Eso se llama pragmatismo, primera similitud entre Menem y los Kirchner. El caudillo de Anillaco asumió con una serie de promesas al uso y no mucho más. Las olvidó pronto para abrazarse a la convertibilidad, que le permitió controlar la inflación mientras gestaba una bomba de tiempo, y al plan de privatizaciones, en sintonía con los vientos que soplaban en el mundo. Kirchner, flojo de convicciones como el riojano, encontró una identidad para su gobierno cuando ordenó bajar el cuadro de Videla en el Colegio Militar. Con ese gesto se posicionó como un supuesto adalid de los derechos humanos y sentó las bases de un relato que divide entre buenos y malos, es decir, entre un pretendido progresismo y los “poderes concentrados”.

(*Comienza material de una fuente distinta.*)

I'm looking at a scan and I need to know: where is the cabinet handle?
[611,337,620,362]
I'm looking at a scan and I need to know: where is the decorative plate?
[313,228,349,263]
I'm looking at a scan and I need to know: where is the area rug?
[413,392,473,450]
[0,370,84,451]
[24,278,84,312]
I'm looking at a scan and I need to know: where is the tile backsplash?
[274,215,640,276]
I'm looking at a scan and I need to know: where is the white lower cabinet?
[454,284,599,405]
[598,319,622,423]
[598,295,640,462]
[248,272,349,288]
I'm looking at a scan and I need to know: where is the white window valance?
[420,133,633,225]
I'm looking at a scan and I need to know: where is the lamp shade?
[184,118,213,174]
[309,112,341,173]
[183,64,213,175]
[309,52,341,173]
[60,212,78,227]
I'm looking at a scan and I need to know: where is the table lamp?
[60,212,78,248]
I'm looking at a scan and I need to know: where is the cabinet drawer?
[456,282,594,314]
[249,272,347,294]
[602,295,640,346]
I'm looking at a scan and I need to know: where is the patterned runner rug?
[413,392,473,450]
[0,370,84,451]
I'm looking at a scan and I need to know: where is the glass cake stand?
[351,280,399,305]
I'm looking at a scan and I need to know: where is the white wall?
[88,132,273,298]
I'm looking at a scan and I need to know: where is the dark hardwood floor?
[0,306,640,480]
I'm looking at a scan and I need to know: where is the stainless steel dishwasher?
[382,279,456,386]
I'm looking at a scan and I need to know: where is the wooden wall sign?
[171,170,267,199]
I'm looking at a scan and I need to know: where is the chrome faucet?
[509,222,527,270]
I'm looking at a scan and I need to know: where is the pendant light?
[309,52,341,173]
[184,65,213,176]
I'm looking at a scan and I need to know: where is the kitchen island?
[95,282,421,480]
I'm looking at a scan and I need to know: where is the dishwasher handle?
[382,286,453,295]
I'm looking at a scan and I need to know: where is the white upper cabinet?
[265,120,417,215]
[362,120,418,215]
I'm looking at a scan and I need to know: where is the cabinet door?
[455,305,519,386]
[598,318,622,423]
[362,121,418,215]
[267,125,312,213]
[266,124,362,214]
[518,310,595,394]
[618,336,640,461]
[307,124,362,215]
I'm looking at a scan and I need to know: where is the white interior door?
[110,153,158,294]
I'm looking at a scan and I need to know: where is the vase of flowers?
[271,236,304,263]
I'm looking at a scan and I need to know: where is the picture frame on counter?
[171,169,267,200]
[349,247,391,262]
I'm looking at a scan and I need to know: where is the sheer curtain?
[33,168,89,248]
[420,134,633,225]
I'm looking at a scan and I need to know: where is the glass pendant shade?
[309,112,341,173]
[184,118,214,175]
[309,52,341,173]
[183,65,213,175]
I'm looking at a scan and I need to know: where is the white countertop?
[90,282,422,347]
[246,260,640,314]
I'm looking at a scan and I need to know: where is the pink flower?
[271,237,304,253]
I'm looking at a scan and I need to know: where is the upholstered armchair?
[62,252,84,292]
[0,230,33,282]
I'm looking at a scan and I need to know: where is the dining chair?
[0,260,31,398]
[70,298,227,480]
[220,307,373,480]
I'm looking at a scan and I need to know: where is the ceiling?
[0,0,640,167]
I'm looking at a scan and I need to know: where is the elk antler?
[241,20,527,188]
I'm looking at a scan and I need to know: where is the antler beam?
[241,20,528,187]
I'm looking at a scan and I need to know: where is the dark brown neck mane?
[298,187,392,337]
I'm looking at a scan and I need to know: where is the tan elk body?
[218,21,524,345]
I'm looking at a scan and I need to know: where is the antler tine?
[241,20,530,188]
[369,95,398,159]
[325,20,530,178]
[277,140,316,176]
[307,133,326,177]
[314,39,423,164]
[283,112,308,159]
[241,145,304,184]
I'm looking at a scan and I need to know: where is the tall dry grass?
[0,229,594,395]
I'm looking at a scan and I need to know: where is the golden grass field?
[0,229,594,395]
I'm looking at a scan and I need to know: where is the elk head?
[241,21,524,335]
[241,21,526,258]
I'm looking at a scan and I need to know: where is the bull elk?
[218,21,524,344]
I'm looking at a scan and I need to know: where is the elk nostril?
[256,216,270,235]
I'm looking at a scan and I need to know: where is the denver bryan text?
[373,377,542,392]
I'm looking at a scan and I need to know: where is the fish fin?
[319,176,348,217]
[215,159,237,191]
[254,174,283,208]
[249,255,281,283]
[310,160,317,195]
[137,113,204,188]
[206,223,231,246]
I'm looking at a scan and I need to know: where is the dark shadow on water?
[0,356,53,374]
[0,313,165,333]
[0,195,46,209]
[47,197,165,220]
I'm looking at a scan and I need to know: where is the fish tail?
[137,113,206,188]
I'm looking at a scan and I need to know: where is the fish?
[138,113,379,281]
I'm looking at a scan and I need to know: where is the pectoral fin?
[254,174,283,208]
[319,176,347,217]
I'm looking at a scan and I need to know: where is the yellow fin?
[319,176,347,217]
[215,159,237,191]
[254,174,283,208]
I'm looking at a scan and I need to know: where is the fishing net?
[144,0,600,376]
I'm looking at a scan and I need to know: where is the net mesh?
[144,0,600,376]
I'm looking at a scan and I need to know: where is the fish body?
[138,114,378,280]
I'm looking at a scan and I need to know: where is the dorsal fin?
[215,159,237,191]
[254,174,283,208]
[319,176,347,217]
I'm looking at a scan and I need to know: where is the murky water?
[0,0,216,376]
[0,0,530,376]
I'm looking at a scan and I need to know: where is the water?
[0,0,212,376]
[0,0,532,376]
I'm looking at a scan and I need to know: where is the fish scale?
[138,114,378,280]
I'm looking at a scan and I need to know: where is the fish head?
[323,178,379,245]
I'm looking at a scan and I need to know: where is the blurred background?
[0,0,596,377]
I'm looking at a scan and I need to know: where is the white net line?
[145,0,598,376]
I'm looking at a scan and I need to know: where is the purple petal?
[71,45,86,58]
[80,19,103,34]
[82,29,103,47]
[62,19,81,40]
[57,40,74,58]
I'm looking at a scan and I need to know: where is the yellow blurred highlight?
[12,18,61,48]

Pragmatismo, intuición y audacia, entonces. Pero no para desplegar programas de gobierno, sino proyectos de poder: segunda similitud entre Menem y los santacruceños. Los cargos públicos, la presidencia, son concebidos como fin en sí mismos y no como medios para propender a un mejoramiento de la sociedad; en consecuencia, no representan una responsabilidad que se asume temporariamente, sino un primer botín que hay que retener mediante reelecciones indefinidas.

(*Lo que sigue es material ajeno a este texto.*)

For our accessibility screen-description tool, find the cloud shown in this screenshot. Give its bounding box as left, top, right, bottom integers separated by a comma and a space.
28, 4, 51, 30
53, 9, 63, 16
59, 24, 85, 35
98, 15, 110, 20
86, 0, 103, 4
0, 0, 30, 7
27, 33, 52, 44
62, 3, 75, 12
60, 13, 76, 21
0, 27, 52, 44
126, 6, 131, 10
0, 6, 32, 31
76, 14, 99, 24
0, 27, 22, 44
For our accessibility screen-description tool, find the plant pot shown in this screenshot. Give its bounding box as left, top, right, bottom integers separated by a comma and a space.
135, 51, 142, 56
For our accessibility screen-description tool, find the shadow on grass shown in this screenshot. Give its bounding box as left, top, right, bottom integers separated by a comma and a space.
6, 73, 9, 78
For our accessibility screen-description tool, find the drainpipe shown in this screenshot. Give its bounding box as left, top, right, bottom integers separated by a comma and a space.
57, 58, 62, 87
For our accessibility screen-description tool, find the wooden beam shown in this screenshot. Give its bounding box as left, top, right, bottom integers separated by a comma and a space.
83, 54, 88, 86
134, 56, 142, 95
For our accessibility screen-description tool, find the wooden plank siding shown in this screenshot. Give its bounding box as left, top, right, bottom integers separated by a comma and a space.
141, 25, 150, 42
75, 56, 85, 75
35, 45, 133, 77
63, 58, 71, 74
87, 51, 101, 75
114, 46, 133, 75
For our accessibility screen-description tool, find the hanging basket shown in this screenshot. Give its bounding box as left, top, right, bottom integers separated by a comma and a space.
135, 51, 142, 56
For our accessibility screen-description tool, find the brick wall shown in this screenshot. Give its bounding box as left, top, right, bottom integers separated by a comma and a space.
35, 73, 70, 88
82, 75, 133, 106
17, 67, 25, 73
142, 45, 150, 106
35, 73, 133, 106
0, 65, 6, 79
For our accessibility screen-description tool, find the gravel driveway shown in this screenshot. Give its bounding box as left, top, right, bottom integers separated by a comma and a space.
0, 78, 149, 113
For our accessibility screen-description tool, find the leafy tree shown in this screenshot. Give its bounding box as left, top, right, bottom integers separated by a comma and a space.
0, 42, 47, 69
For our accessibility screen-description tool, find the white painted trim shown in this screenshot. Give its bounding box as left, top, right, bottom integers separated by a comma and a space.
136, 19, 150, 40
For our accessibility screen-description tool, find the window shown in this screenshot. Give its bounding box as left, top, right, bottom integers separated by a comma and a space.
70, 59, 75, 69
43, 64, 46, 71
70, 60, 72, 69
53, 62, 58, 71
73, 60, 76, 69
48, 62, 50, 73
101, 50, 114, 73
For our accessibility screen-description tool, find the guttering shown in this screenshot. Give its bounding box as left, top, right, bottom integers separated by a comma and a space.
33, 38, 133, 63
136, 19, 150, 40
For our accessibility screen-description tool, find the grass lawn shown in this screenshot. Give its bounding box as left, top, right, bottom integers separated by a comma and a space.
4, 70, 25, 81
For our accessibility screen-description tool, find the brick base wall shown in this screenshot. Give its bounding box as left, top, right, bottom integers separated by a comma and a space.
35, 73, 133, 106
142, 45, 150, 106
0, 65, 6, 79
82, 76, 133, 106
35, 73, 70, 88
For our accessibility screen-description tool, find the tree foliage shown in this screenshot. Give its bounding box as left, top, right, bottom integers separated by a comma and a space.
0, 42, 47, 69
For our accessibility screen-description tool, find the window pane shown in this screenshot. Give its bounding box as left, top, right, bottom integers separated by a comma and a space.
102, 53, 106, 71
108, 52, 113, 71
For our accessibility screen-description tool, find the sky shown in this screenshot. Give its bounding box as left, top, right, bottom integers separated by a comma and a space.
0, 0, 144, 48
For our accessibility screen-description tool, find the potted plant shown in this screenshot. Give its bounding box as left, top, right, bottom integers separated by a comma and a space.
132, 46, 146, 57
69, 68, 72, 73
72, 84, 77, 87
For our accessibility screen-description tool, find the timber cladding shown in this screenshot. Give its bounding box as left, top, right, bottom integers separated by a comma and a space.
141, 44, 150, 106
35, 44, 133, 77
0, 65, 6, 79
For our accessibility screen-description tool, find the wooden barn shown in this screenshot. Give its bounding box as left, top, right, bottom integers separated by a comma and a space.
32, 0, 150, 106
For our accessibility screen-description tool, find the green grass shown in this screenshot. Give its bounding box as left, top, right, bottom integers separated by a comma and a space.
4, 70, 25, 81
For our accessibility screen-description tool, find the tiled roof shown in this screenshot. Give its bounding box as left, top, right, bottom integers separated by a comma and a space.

Ese primer botín es la puerta a muchos otros. Tercera similitud: la corrupción. Entre los escándalos de la gestión de Menem se destacan el pedido de coimas a Swift, el Yomagate, el caso IBM-Banco Nación, los sobresueldos a sus ministros y el contrabando de armas a Croacia y Ecuador. Como en todo, los Kirchner fueron a más y sistematizaron la extracción de fondos públicos para llevarla a su máxima expresión. Una industria que dejó postales indelebles, como las de La Rosadita y las monjas de López, y cuya descripción más detallada está en la causa de los cuadernos.
Otra similitud proviene de la anterior: la obsesión de “meter mano” en la Justicia. Menem logró su mayoría automática en la Corte; removió al jefe de los fiscales Andrés D’Alessio, que había sido miembro del tribunal que juzgó a las juntas militares (indultadas por el riojano junto a los líderes montoneros) y reformó la Justicia Federal Penal para nutrirla de jueces complacientes. Hoy los ataques del kirchnerismo a la Justicia para someterla son ostensibles, en un asedio que crece cada semana mediante golpes en nuevos frentes. Se diría que es el empeño más consistente del Gobierno.

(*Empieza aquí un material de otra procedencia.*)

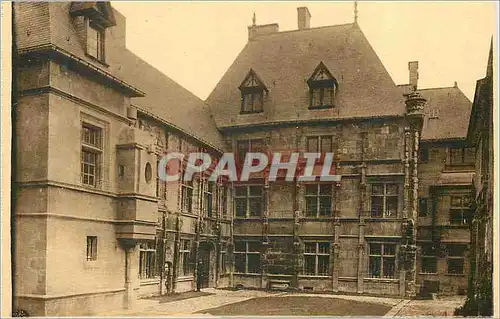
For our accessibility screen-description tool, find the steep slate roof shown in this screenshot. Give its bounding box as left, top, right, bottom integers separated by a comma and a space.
418, 87, 472, 141
207, 24, 405, 128
114, 50, 225, 150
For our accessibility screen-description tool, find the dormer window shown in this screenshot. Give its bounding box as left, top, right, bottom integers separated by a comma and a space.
307, 62, 338, 109
87, 23, 105, 61
239, 69, 269, 114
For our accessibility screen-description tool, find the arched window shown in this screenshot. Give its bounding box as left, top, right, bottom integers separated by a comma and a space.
307, 62, 338, 109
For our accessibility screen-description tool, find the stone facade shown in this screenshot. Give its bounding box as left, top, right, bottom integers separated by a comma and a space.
13, 2, 473, 315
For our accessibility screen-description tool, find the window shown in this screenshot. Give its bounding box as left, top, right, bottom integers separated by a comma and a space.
418, 197, 429, 217
371, 183, 399, 218
448, 148, 475, 165
310, 86, 336, 108
217, 186, 228, 218
307, 62, 338, 108
234, 241, 261, 274
418, 147, 429, 163
203, 182, 214, 217
236, 139, 264, 167
306, 184, 332, 217
304, 242, 330, 276
220, 243, 229, 275
306, 136, 333, 153
87, 236, 97, 261
181, 167, 193, 213
446, 244, 466, 275
234, 185, 263, 218
368, 243, 396, 278
81, 123, 103, 187
87, 22, 105, 61
420, 244, 437, 274
450, 195, 470, 225
139, 242, 158, 279
239, 69, 268, 114
179, 239, 193, 276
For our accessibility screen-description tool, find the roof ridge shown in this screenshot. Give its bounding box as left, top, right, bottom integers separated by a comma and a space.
252, 22, 359, 41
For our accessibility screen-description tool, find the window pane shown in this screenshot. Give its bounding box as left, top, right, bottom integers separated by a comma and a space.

Esta obsesión se desprende de una necesidad compartida, la impunidad. Menem quedó libre de condena en los casos del contrabando de armas y de la explosión en la Fábrica Militar de Río Tercero, así como en la investigación por encubrir el ataque contra la AMIA. Cristina Kirchner practica el lawfare para instalar el relato del lawfare a fin de librarse de las causas de corrupción que se le siguen. Y aquí hay otra semejanza. Tanto el menemismo como el kirchnerismo edificaron fantasías que una mayoría compró. Fantasías que solo la Justicia, si se apegara a los hechos, podría desbaratar. Con Menem fue lenta. Y, por lenta, nunca llegó. Por eso llegaron los Kirchner.